Reputation: 623
I'm trying to display an "absence/presence" heatmap with geom_tile in R. I would like to have a fill for "1" or "present" if a feature (here: OTU) can be found in at least one of the samples within a group. So below is the example code, where I grouped the samples by site:
library(reshape2)
library(ggplot2)
df <- data.frame(
OTU = c("OTU001", "OTU002", "OTU003", "OTU004", "OTU005"),
Sample1 = c(0,0,1,1,0),
Sample2 = c(1,0,0,1,0),
Sample3 = c(1,1,0,1,0),
Sample4 = c(1,1,1,1,0))
molten_df <- melt(df)
# add group data
sites <- data.frame(
site = c(rep("site_A", 10), rep("site_B", 10)))
molten_df2 <- cbind(molten_df, sites)
# plot heatmap based on group variable sites
ggplot(molten_df2, aes(x = site, y = OTU, fill = value)) +
geom_tile()
the tile (site_A, OTU003) consists of the values Sample1 = 1 and Sample2 = 0 and the outcome is 0. On the other hand, the tile (site_B, OTU003) also has Sample3 = 0 and Sample4 = 1, but it turns out as 1. Maybe it uses the last value for the fill?
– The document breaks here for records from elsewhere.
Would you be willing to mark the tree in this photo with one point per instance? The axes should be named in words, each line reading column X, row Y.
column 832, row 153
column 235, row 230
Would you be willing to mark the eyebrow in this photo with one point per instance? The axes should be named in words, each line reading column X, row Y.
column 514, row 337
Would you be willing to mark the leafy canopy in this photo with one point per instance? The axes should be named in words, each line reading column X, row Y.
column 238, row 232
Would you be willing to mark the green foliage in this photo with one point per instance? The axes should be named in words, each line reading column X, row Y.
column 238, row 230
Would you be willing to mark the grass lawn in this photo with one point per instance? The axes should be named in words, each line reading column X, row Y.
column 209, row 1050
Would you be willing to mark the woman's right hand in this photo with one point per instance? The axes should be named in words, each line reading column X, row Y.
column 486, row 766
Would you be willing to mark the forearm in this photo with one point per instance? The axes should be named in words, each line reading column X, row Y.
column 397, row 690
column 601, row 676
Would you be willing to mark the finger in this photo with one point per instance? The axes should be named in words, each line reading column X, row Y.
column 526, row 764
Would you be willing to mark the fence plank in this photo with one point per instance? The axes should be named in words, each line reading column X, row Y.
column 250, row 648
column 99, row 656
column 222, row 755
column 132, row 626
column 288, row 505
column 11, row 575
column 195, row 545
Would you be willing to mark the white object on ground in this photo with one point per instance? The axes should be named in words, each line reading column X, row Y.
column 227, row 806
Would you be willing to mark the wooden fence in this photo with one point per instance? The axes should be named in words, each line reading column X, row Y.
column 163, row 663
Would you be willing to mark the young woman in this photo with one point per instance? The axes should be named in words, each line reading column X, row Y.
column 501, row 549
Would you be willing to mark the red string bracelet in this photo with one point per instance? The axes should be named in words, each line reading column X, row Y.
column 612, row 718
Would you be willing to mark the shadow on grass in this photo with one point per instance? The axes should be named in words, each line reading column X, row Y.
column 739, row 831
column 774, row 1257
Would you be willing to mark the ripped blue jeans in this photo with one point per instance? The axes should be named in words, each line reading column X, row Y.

As I would like to display 1 if an OTU appears in any of the grouped samples regardless of the order, I wondered if anyone knows how to do this within ggplot2?
The other way I thought of (but failed coding) is to write a function that sets the remaining values of a given tile to 1, if at least one 1 appears.
Upvotes: 0
Views: 953
Reputation: 254
With library dplyr
, you can create a new variable indicating if OTU at a given site is present in, at least, one sample :
tmp = group_by(molten_df2,OTU, site) %>%
summarise(., PA=as.factor(ifelse(sum(value)>0,1,0)))
Then plot :
ggplot(tmp, aes(x = site, y = OTU, fill = PA)) +
geom_tile()
Or directly inside the ggplot function :
ggplot(group_by(molten_df2,OTU, site) %>%
summarise(., PA=factor(ifelse(sum(value)>0,1,0))),
aes(x = site, y = OTU, fill =PA)) +
geom_tile()
Upvotes: 1